Other costs of such a surveillance and censorship regime include significant lowering of both the ability to do business online privately, and also in internet speeds resulting in higher data transfer costs for Irish enterprises. Electronic Frontier Australia (EFA) Chair, Dale Clapperton, said, of Australia's filtering systems, that ""Leaving aside the serious privacy and free speech implications of mandatory ISP-based Internet filtering, the government's own trial shows that ISP-based filtering can cause serious performance degradation and is not accurate enough to be forced upon people who don't want to use them. On average, these filters wrongly blocked access to 4% of the websites tested"".

Another major issue is that the offenders being targeted by such measures are almost always far more informed and well equipped to bypass such blocking measures - leaving law-abiding consumers as majority affected by the censorship. If enforced, users will be disconnected due to unsubstantiated accusations and without due process, for actions they may not have committed. Access to the internet has become a basic utility, without which the capacity for participation in our economy and society becomes greatly reduced. The disproportionate response of disconnection would constitute a policy of systematic disenfranchisement of citizens.

Some may be of the opinion that such occurrences will not come to pass, but last Fridays High Court decision is further evidence of the trend towards arbitrary censorship and control. Bowing to pressure from the Irish Recorded Music Industry (IRMA) to have internet users suspected of copyright infringement cut off completely from all internet usage by their ISP, Mr Justice Charleton ruled on Friday that Eircom should begin with this thoroughly disproportionate measure - without any consideration for the fact that many people today depend on the internet daily for their work and livelihood.

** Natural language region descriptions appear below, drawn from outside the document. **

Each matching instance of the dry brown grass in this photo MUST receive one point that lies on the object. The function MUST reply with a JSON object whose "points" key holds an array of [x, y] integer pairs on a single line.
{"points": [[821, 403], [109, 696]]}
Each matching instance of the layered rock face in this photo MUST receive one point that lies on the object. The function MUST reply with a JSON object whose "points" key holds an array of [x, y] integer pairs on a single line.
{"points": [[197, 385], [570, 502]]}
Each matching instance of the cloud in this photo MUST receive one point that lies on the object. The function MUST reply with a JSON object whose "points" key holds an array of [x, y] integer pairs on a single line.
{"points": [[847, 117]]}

With all due respect, Justice Charleton erred both factually and in interpretation when he quoted Colmcille as having said '""le gach bó a buinín agus le gach leabhar a chóip (to each cow its calf and to every book its copy)"". This aphorism, ironically enough, was made in a judgement against Colmcille, who had copied, illicitly and in secret, Finians Book of Psalms. The freedom to access and transmit information is at the heart of open societies, and always has been, whereas its restriction has been the preserve of illiberal regimes. Ireland must decide which of these paths we wish to follow.

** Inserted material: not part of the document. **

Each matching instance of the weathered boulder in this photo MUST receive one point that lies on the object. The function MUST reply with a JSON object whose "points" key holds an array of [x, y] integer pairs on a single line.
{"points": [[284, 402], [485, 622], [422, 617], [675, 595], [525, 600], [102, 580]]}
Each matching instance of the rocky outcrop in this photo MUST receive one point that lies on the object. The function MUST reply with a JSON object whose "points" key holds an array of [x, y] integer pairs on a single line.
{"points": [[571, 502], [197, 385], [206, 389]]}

We the members of the Pirate Party will vigorously oppose the implementation of any form of arbitrary internet censorship and would ask that others would join us in opposing such measures.


The first Pirate Party (Piratpartiet) was formed in Sweden in 2006,and has inspired the growth of Pirate Parties all over Europe and
then the rest of the world. The international Pirate Party movement made great advances in 2009 when the Swedish Piratpartiet gained
a seat in the European Parliament with a second seat on the entry into force of the Treaty of Lisbon. The Irish Pirate Party is aiming to be registered to contest the next General Election.

For more information check out our website at http://pirateparty.ie or email info@piratepartyireland.com

Related Link: http://pirateparty.ie/
author by blackbeardpublication date Tue Apr 20, 2010 17:26Report this post to the editors

Dempsey would have cctv in our toilets if he could!! They keep all our emails for at least 3 years and any pc plod with a grudge can access them without your knowledge. They keep all your text messages too and they can also be accessed similarly easily. How this is all supposed to be related to fighting crime I can't see because it looks much the same to me. The only thing that seemed to make an impact on crime profits was the head shops. And they are now closing those. Hmmm.... ( brown envelopes anyone? )

Funny the double standard when you try to get information about what our politicians or bankers are up to. Not much surveillance going on there!! And the costs of FOI requests are ridiculous. And half the interesting stuff is not even covered. Bertie Ahearn had a lot to say about privacy when the tribunal asked him about his personal affairs though.

One rule for them, another for the serfs. Bah!